Jörg Ludewig, le troisième grandiose de l'Endura Alpen-Traum 2014, est allé droit au but avec des mots tout à fait appropriés : "C'était aussi la plus grande chose pour moi : je n'ai jamais vu autant de gens les larmes aux yeux en franchissant la ligne d'arrivée. Cela m'a profondément impressionné et m'a fait comprendre à quel point de tels événements sont importants pour de nombreuses personnes. Je ne peux que vous recommander. Si vous voulez vraiment repousser vos limites physiques et mentales, inscrivez-vous à cette course l'année prochaine. Je ne pense pas que beaucoup plus soit possible."
Bernd Hornetz, le Champion du Monde UCI 2013, ne pouvait qu'être d'accord : “Parfaitement organisé, un circuit difficile et une ambiance forte.
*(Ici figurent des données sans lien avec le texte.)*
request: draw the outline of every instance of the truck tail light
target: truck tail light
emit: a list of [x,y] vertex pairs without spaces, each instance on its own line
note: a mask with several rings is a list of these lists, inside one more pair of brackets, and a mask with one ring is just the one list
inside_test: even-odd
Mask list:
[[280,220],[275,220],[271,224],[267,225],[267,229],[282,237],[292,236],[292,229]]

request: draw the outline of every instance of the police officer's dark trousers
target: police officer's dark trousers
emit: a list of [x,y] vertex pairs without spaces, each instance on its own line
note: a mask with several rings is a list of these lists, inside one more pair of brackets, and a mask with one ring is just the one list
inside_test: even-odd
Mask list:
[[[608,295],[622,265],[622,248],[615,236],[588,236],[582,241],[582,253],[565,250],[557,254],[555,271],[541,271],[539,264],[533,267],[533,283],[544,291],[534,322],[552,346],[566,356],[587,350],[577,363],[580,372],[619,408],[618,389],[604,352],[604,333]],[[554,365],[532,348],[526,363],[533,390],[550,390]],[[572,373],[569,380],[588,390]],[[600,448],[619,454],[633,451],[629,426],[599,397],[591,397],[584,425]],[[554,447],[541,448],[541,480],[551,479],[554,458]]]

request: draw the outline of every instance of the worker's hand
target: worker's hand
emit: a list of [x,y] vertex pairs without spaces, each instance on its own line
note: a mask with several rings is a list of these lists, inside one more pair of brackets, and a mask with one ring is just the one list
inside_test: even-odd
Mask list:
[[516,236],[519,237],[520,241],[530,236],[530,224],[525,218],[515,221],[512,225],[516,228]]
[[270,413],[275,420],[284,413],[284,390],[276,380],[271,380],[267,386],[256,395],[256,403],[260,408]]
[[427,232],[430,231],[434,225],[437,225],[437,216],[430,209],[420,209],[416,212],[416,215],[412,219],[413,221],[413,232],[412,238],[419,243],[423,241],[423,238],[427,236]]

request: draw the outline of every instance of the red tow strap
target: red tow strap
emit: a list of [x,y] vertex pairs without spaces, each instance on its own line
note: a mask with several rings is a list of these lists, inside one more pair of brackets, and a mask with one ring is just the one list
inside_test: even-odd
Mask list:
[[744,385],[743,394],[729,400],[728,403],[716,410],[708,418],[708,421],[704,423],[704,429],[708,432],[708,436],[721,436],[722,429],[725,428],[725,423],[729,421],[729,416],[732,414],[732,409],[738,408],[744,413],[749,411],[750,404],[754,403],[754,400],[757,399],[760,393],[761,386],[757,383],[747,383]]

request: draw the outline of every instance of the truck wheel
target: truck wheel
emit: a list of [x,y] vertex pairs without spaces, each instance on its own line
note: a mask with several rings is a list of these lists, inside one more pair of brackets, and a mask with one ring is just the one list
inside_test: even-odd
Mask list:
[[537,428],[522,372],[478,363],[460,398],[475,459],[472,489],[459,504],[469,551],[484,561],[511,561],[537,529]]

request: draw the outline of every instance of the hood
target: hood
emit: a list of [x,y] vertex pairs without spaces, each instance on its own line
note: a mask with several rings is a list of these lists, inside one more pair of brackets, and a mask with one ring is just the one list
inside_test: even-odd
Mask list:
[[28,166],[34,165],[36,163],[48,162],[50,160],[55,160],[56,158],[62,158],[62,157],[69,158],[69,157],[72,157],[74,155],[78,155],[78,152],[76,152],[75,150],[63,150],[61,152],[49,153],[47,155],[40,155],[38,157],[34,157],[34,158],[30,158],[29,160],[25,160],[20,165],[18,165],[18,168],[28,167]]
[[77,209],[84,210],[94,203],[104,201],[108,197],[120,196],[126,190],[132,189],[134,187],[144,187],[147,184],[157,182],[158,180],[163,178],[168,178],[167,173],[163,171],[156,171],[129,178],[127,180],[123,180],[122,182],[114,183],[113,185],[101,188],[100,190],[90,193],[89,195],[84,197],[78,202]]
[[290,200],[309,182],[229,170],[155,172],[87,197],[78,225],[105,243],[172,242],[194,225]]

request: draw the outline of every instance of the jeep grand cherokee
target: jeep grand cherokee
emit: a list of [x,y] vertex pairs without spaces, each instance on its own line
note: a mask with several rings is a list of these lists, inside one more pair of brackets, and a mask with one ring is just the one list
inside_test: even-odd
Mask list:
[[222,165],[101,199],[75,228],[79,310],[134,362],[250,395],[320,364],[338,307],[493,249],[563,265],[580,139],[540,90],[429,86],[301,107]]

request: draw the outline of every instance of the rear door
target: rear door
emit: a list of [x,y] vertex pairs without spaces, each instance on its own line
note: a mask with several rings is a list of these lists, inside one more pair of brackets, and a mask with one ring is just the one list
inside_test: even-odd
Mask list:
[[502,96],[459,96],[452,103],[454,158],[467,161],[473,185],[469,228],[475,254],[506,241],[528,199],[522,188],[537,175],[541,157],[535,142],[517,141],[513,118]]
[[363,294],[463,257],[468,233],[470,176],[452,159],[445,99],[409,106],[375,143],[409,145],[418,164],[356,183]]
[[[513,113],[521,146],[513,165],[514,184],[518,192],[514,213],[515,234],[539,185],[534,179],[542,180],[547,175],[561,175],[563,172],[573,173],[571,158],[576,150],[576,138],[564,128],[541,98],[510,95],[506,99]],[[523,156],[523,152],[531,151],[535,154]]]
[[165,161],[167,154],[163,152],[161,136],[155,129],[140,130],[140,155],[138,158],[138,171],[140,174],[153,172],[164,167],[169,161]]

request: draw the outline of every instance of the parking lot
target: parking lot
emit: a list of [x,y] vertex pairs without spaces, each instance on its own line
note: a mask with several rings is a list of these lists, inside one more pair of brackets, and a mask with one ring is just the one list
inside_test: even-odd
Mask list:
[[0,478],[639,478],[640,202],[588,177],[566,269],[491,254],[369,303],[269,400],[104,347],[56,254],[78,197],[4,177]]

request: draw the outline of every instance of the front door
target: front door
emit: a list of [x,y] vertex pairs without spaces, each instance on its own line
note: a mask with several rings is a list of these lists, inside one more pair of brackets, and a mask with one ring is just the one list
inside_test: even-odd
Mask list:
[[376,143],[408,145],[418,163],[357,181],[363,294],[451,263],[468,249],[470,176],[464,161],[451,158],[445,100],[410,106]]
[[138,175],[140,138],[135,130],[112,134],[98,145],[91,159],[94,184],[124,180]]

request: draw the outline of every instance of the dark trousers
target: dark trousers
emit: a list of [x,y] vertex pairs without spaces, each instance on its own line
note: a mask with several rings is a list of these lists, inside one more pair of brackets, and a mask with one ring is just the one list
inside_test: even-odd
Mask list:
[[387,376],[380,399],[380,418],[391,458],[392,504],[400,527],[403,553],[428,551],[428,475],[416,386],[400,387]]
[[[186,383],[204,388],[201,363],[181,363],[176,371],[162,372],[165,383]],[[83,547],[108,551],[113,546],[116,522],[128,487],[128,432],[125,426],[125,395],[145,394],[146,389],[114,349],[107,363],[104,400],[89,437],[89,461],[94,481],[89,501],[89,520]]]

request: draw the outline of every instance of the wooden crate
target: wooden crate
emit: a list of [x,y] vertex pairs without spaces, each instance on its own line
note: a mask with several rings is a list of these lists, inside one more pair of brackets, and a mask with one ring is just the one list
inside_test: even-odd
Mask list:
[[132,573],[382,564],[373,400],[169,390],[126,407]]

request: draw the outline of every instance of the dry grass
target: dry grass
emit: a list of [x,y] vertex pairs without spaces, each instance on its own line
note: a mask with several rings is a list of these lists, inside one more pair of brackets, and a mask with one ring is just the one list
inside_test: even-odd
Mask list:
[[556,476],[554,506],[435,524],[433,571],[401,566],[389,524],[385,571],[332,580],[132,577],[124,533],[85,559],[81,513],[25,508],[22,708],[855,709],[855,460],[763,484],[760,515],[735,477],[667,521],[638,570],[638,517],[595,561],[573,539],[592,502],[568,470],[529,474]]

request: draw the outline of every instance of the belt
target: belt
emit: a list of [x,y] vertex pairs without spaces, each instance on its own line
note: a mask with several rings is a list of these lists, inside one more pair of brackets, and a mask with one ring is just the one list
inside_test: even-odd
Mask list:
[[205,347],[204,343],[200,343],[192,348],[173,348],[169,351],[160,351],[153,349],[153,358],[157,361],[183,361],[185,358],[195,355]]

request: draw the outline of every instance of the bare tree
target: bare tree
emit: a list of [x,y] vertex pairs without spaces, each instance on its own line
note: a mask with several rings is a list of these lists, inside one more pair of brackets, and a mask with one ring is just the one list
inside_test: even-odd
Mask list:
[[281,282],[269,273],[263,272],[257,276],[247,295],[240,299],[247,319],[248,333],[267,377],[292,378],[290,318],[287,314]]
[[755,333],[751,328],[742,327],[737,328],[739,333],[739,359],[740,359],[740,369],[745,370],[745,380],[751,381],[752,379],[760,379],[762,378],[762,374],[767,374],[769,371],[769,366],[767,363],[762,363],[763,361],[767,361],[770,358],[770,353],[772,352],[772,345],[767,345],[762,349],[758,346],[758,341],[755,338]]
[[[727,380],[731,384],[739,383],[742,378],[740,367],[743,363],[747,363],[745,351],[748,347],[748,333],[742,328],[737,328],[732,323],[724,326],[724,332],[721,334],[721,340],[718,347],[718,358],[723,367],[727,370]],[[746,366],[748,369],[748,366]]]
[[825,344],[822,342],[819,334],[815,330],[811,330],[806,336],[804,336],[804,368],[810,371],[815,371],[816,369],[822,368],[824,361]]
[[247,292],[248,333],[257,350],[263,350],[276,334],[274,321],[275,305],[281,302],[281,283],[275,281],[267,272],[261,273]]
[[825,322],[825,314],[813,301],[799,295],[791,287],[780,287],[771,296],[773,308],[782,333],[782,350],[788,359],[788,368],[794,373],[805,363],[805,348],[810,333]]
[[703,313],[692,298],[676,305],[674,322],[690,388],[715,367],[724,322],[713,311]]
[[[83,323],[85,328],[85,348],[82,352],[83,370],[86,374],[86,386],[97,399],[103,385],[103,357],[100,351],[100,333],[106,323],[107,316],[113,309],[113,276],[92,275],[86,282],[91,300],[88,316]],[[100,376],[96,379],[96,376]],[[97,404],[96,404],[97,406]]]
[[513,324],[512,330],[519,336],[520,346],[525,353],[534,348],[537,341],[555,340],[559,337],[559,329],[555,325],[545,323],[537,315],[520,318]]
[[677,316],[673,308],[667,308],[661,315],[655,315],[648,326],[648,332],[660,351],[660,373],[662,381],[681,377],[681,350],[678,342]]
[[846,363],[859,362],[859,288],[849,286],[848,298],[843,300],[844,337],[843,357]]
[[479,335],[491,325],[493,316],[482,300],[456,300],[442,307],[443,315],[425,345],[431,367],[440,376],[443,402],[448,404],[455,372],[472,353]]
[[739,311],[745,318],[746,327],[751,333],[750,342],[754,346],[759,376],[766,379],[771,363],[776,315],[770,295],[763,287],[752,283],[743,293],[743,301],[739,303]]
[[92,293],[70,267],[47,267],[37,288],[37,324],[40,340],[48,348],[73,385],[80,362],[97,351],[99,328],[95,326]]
J'espère être de retour en 2015 et peut-être monter sur le podium. Je décris le rêve d'Endura Alpen comme ceci : encore plus longtemps, encore plus haut, encore plus dur., l'homme de Karlsruhe a été visiblement impressionné par le tracé et le profil du parcours. Lors de la première en 2013, Hornetz avait concouru sur le parcours le plus court, à partir de Landeck, qu'environ 250 partants avaient opté pour la deuxième édition. Cette année, il était un quatrième sensationnel, remportant naturellement aussi la classe de maître et combattant un duel spectaculaire avec Jörg Ludewig : "Personne ne souffre comme Lude", dit Hornetz respectueusement.
Les 252 kilomètres de Sonthofen à Sulden avec plus de 6000 mètres de dénivelé sont probablement la mesure ultime de la scène marathon et ne doivent craindre aucune comparaison avec la concurrence en termes d'exigences sportives. Et voici comment les participants en pensent : Cette course est dure. Se sent 30% plus dur que l'Ötztaler. Cela demande une préparation rigoureuse. Beaucoup de temps que vous devez investir dans la formation. renoncer. Et pourtant, c'est une expérience brillante que vous ne trouverez nulle part ailleurs.
«Nous avons appris des problèmes de démarrage de la première. La 2ème édition était parfaitement organisée, je n'ai quasiment pas entendu de commentaires négatifs”, Richard Thomas du sponsor titre Endura a été impressionné par l'ensemble. Il n'était pas seul dans ce cas. « Les médias internationaux étaient absolument ravis. Les journalistes d'Angleterre et de Scandinavie en particulier étaient complètement perplexes quant à la perfection de tout.", explique Thomas. Et après tout, il a besoin de savoir. Parce que le directeur des ventes et du marketing d'Endura a terminé le rêve alpin pour la deuxième fois après la première en 2013 : « Il y avait une super ambiance sur les stands de ravitaillement idéalement positionnés. Tous les assistants étaient extrêmement sympathiques et serviables. Il y avait encore assez de nourriture pour les derniers athlètes. C'était vraiment écrasant. D'une manière ou d'une autre, des gens des organisateurs se tenaient partout et demandaient si vous aviez besoin d'un autre gel.
Une innovation a été particulièrement bien accueillie. L'heure limite fixée à 15.30h70 à Laatsch. 600 des quelque XNUMX départs longue distance n'avaient pas encore atteint le point de contrôle après la descente du col de Reschen et ont été détournés via Prad en direction de Sulden. Richard Thomas : "L'innovation a été la grande gagnante de la course. La mesure a été bien accueillie. Car aussi extrême que puisse être le rêve d'Endura Alpen, il doit aussi y avoir une chance pour les décrocheurs.
Qui d'autre que Jörg Ludewig, qui a terminé dignement sa longue carrière sur le vélo de course avec l'Endura Alpen-Traum, a trouvé les bons mots de clôture : « Cet événement fera définitivement partie intégrante du calendrier de chacun : l'organisation et le panorama le méritent ; les exigences sportives sont vraiment extrêmes pour tout le monde.